The COVID-19 pandemic has changed the world and sacred landscape we once knew. Adoration chapels are only accessed by a scheduled adorer, Church pews are empty on Sunday, and the faithful flock to their cars for drive-thru confession. Perhaps one of the more trying aspects of all of this is streaming Masses online. Accessible for the most part, but maybe not enough. The crux of all these changes is really found in who we are called to be and what we are to build more than ever before—the domestic Church, our family, the church at home.
There is something challenging, yet profound in beginning to see the distance we put between our home and Church. We relied on the beauty of the Mass with the entire sensory experience of our participation of the Mass. Now we are being encouraged to watch it on our television—a mode I don’t want to completely dismiss or disparage because it has been fruitful for many. But, I’m sympathetic to the struggle that the faithful are experiencing: How do we participate authentically? Are guides for watching Mass on the television helpful or limiting? How do our children (who long for and appreciate sensory experiences) adapt? Should they?
I recently finished reading The Child in the Church, which is a series of essays by Dr. Maria Montessori and other thinkers who have contributed to Catechesis of the Good Shepherd movement in religious education. I found so many ideas helpful in terms of what we are experiencing today. It was really through this book that I began to understand why my family struggled with participating actively and fully with a televised Mass. Some people have found this mode helpful and have adapted. But, my son loves everything sensory about Mass—the smell of incense, the sight of the rituals, the sound of the organ. The reason for this is grounded in a very Aristotelian and Thomistic philosophy. Everything that he learns, he learns through his senses. So, I felt even more encouraged to make an atrium at home, imperfect as it is. Interestingly, after Saint John Paul II visited a Montessori school in Rome, he commented, “That is the most beautiful homily I have ever witnessed.”
So, what is an atrium? Dr. Montessori considers an atrium to be a separate space dedicated to the supernatural. This is a place to center a child’s activities on the life of Jesus. The elements in the space essentially help to foster the relationship between God and the child.
Young children have what Dr. Montessori calls an absorbent mind. What does this mean? They are focused on reality. So, inundating children with television and electronics do little to help them flourish. They absorb and learn from their environment through real things—playing with dirt, collecting leaves, beholding the sight of a bird landing on their porch.
They are also non-judgmental. They believe and trust that what you present in their environment is true and good. So, everything in the home should reflect truth, beauty, and goodness as much as possible.
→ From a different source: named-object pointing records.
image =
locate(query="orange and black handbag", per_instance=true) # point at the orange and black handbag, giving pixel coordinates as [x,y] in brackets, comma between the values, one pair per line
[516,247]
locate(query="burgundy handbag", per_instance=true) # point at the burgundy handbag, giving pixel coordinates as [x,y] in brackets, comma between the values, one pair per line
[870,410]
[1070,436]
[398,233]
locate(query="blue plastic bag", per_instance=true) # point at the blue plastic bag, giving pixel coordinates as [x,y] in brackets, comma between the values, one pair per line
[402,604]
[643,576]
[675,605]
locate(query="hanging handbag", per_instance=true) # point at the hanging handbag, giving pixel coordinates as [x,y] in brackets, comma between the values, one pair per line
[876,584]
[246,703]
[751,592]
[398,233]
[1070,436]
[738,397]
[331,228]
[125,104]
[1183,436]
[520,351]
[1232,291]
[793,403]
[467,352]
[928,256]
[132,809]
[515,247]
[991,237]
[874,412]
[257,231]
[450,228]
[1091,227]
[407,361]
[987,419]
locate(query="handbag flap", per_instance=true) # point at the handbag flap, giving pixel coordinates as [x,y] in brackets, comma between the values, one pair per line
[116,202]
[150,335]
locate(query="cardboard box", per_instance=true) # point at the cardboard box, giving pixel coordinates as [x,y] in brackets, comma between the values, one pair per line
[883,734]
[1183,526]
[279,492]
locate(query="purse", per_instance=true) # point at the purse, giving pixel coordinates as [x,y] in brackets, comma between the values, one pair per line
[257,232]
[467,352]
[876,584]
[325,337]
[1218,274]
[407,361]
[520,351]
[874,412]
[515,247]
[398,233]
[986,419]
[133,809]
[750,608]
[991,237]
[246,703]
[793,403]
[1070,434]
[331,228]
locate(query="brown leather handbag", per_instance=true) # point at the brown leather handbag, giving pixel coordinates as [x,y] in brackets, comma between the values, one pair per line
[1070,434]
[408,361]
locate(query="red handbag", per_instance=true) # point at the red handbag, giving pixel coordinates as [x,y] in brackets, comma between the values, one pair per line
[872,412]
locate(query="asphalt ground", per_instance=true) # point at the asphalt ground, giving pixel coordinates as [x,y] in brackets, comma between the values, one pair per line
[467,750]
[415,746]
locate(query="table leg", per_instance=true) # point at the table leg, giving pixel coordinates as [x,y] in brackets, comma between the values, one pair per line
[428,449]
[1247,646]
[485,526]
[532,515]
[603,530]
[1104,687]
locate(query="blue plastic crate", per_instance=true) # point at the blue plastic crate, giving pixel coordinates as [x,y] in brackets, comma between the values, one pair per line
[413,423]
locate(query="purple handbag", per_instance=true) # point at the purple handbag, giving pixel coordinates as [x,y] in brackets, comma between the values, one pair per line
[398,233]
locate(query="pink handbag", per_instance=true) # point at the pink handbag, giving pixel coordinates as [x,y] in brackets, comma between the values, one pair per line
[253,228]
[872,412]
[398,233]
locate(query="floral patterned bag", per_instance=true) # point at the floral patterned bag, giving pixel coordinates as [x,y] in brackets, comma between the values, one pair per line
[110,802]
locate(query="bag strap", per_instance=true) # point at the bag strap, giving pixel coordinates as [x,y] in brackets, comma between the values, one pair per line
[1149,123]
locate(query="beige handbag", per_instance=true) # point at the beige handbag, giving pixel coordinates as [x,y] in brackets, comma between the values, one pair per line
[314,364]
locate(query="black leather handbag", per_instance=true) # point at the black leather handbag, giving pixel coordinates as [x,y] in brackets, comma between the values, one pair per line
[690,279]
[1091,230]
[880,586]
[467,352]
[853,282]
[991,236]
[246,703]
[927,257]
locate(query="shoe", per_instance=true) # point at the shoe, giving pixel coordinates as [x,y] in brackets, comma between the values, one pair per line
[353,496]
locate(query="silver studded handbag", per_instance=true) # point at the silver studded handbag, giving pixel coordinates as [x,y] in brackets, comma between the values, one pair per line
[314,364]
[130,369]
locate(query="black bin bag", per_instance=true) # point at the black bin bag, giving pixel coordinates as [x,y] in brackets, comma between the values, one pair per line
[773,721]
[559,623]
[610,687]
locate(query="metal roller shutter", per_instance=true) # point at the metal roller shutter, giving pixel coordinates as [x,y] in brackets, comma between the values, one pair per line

While we can’t necessarily access all the beautiful materials for an atrium, we can start with a few things. We can simplify. How much of your art and decorations reflect Gods goodness and beauty? We can also create a small area that is separate and sacred. This could be where you pray a morning offering together as a family. Finally, set some time aside each day for liturgical living. Make a Mary garden. Learn about the saints. Remind yourself and your children to offer up sufferings. Pray reverently before meals. Go one step further than establishing a “routine,” and strive for a “Rule of Life” to help bring some of the prayerful rhythm of monastic orders to your domestic church. Practice Visio Divina, a way of praying with art much like Lectio Divina.
Many families are finding good and creative ways of observing Sunday without the television. They light candles in front of a crucifix, say the prayers and readings of the Mass, and make an Act of Spiritual Communion. The important thing is that whether you rely on the television or not, the Masses are happening, and we should spiritually unite ourselves to them. We should also use this time to discover what small things we can do to make our homes sacred too—a place where we and our children can find the supernatural.
The Church isn’t closed. It might be closer than ever before. We just might need to see beyond the screen and re-envision our home.